Understanding the pharmacodynamics of ritonavir through metabolomics offers insights into its side effects and helps in the development of safer therapies. This study aimed to investigate the effects of ritonavir treatment on the metabolic profiles of rabbits via a metabolomics approach, with the objective of elucidating its impact on various biochemical pathways and identifying relevant biomarkers. The rabbits were divided into control and ritonavir-treated groups, and their plasma samples were analyzed via ultra-performance liquid chromatography/quadrupole time-of-flight mass spectrometry (UPLC/Q-TOF/MS/MS). Metabolites were identified on the basis of the mass[sbnd]charge ratio (m/z) and validated via XCMS software. Metabolites with a fold change ≥ 1.5 and P ≤ 0.01 were analyzed via principal component analysis (PCA) and orthogonal partial least squares discrimination analysis (OPLS-DA) to distinguish between the groups. MetaboAnalyst 6.0 was used for pathway analysis to identify metabolic pathways affected by ritonavir. The PCA and OPLS-DA models revealed clear separation between the control and ritonavir-treated groups, with high R² and Q² values indicating robust model performance. Pathway analysis revealed that ritonavir treatment significantly affected several metabolic pathways, including those related to ether lipid, phenylalanine, sphingolipid, and glycerophospholipid metabolism.

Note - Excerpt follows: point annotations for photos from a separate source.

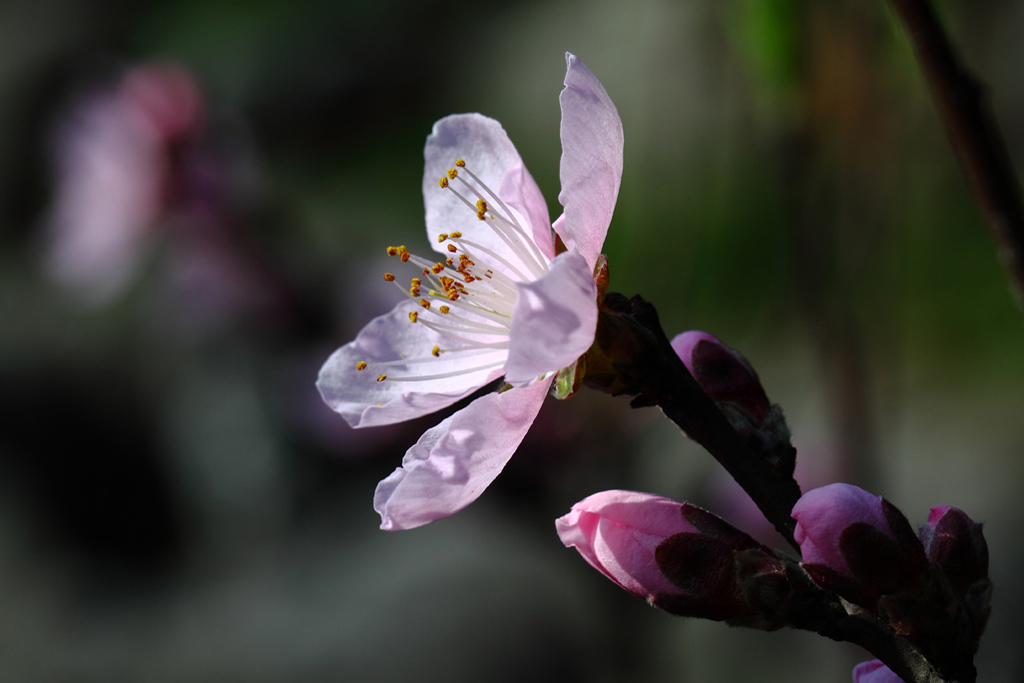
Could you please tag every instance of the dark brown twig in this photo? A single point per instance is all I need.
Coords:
(964, 107)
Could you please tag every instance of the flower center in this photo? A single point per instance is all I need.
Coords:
(467, 298)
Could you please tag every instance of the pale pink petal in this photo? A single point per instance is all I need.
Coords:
(111, 169)
(366, 402)
(554, 319)
(488, 154)
(519, 190)
(875, 672)
(454, 462)
(592, 160)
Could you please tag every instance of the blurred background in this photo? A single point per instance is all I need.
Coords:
(195, 202)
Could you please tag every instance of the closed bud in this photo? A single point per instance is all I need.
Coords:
(732, 383)
(678, 557)
(954, 544)
(856, 544)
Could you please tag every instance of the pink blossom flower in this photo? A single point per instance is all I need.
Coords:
(875, 672)
(114, 168)
(498, 301)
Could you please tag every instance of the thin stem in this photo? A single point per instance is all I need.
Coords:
(963, 103)
(631, 340)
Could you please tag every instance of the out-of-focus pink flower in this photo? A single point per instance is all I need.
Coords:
(498, 301)
(114, 171)
(875, 672)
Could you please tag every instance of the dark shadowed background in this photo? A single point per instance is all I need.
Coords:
(195, 202)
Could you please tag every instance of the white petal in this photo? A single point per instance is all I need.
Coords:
(592, 160)
(366, 402)
(554, 319)
(454, 462)
(491, 156)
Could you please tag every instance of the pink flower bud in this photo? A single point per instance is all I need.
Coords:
(822, 515)
(855, 543)
(722, 372)
(954, 542)
(617, 532)
(680, 558)
(875, 672)
(730, 381)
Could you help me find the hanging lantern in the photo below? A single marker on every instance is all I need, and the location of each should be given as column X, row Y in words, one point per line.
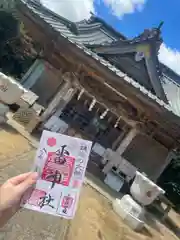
column 80, row 94
column 104, row 114
column 93, row 103
column 117, row 122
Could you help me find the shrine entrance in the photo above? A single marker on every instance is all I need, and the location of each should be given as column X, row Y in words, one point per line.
column 94, row 123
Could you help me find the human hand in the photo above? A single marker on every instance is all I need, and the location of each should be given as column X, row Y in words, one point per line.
column 11, row 193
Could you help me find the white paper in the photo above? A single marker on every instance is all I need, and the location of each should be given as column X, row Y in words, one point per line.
column 61, row 162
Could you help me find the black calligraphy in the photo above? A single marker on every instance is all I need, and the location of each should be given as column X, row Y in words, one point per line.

Particularly significant changes were observed in metabolites related to lipid metabolism, oxidative stress responses and cellular signaling. Ritonavir significantly impacts metabolic pathways, particularly those involved in lipid metabolism, and oxidative stress responses, which may influence immune responses and drug interactions. This study also highlights the potential of integrating metabolomics with personalized medicine approaches to optimize ritonavir treatment strategies and reduce adverse effects. These findings indicate that ritonavir significantly influences cellular homeostasis and metabolic processes in addition to its antiviral properties. This highlights the necessity of comprehending the metabolic effects of ritonavir to enhance its clinical application, especially in the management of COVID-19. Further research is warranted to explore these alterations and their implications for therapeutic strategies.